Indications
Cefepime is a broad-spectrum fourth-generation cephalosporin antibiotic primarily indicated for the treatment of pneumonia caused by susceptible bacterial strains. It is also widely used for empirical therapy in febrile neutropenic patients. In adults, cefepime addresses both uncomplicated and complicated urinary tract infections (including pyelonephritis), uncomplicated skin and skin structure infections, and complicated intra-abdominal infections when combined with metronidazole, all due to susceptible bacterial agents. Furthermore, cefepime, in conjunction with enmetazobactam, is effective in treating complicated urinary tract infections.
Pharmacodynamics
This antibiotic exhibits significant activity against a variety of Gram-negative and Gram-positive bacteria. Its Gram-negative targets include Enterobacter species, Escherichia coli, Klebsiella pneumoniae, Proteus mirabilis, and Pseudomonas aeruginosa. Among Gram-positive bacteria, it is effective against methicillin-susceptible Staphylococcus aureus, Streptococcus pneumoniae, Streptococcus pyogenes, and Viridans group streptococci. Cefepime distinguishes itself from third-generation cephalosporins with enhanced Gram-negative coverage and notable stability against hydrolysis by plasmid- and chromosome-mediated beta-lactamases. Additionally, it is a poor inducer of type 1 beta-lactamases, offering an advantage in treating infections resistant to third-generation cephalosporins.
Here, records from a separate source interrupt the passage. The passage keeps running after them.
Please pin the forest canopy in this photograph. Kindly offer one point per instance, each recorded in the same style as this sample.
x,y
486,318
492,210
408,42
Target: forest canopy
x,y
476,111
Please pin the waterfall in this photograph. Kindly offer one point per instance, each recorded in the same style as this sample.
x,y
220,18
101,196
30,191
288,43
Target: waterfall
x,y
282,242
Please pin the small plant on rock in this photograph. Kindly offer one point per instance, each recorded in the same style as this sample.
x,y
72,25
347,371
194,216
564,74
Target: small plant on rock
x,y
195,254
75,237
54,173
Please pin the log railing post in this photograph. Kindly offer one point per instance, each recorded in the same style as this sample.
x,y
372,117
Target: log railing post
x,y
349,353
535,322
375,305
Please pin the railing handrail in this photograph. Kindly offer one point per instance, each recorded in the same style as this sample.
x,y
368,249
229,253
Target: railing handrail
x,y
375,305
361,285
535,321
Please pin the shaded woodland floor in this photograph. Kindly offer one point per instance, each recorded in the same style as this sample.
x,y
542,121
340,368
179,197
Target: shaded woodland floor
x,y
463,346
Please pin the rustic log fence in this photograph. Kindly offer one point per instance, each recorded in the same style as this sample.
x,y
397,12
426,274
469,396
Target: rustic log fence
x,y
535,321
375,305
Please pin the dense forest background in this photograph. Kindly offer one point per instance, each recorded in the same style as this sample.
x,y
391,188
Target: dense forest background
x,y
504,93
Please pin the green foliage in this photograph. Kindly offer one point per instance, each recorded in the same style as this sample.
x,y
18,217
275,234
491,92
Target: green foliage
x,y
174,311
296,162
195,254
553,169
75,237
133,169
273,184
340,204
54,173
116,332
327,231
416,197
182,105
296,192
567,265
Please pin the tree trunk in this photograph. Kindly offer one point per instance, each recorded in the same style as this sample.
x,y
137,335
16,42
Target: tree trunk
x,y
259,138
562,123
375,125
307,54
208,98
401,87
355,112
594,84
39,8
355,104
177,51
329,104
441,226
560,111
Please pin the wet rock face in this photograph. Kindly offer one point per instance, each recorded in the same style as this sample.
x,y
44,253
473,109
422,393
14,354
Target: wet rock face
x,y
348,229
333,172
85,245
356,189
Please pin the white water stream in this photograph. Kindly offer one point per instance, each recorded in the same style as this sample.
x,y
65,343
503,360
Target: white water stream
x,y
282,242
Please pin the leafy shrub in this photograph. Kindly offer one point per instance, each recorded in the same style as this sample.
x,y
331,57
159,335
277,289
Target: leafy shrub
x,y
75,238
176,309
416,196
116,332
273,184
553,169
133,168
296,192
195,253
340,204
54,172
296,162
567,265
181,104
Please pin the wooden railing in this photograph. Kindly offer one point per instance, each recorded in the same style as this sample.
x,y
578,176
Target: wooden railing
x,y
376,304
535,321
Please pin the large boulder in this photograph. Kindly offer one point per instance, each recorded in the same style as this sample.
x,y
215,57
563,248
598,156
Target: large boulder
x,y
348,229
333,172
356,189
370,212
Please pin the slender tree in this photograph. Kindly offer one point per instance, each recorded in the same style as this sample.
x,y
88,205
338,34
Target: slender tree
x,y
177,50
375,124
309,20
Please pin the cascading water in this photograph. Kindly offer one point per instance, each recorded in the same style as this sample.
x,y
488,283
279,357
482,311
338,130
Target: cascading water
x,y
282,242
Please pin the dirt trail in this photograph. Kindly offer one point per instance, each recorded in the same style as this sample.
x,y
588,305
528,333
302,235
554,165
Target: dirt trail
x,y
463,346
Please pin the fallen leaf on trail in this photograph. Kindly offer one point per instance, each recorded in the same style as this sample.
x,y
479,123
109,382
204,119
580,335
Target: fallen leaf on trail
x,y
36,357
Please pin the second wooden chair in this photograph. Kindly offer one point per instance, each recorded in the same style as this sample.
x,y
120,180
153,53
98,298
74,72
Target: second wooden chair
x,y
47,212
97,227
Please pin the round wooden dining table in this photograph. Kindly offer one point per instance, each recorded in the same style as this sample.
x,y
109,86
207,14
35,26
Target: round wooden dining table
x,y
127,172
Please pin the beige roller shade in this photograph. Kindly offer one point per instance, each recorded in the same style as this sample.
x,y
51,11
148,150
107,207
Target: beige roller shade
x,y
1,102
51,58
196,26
Its time-dependent antibacterial activity is supported by studies in animal models showing that efficacy correlates with the time plasma concentration exceeds the minimum inhibitory concentration (MIC) of pathogens. Cefepime's ability to penetrate the inflamed blood-brain barrier is noteworthy, although its interference with γ-aminobutyric acid (GABA) pathways can result in some neurotoxic side effects.
Absorption
Upon administration, cefepime displays different pharmacokinetic profiles depending on the route. In a study involving healthy adult male volunteers given intravenous doses of 500 mg, 1 g, and 2 g, the peak plasma concentrations (Cmax) observed were 39.1, 81.7, and 163.9 μg/mL, respectively, with respective AUC values of 70.8, 148.5, and 284.8 h·μg/mL. Intramuscular administration of the same doses resulted in lower peak plasma levels of 13.9, 29.6, and 57.5 μg/mL, and corresponding AUC values of 60, 137, and 262 h·μg/mL, with time to peak concentration (Tmax) occurring around 1.4, 1.6, and 1.5 hours. Cefepime does not accumulate in the body when administered in clinically relevant doses over a nine-day period, and it demonstrates linear pharmacokinetics between doses of 250 mg and 2 g. In pediatric patients receiving an intramuscular dose of 50 mg/kg, the absolute bioavailability was recorded at 82.3%.
Metabolism
Cefepime undergoes minimal hepatic metabolism, with less than 1% being metabolized in the liver. Its primary metabolic pathway involves conversion to N-methylpyrrolidine (NMP), followed by rapid oxidation to produce a more stable compound, NMP-N-oxide, which is the predominant metabolite of cefepime. Minor metabolites include NMP and the 7-epimer of cefepime. The oxidation of NMP to NMP-N-oxide is likely mediated by flavin-containing mixed-function oxygenase.
Mechanism of Action
Cefepime operates as a bactericidal cephalosporin, sharing a mode of action with other beta-lactam antibiotics. It effectively targets bacterial cell wall synthesis by binding to and inhibiting transpeptidases, specifically penicillin-binding proteins (PBPs), which play a crucial role in the final stages of synthesizing the peptidoglycan layer. This inhibition leads to the lysis and subsequent death of susceptible microorganisms. Cefepime exhibits a broad spectrum of in vitro activity, encompassing both Gram-positive and Gram-negative bacteria. It demonstrates a strong affinity for PBP-3 and PBP-1 in Escherichia coli and Pseudomonas aeruginosa, as well as PBP-2 in Escherichia coli and Enterobacter cloacae.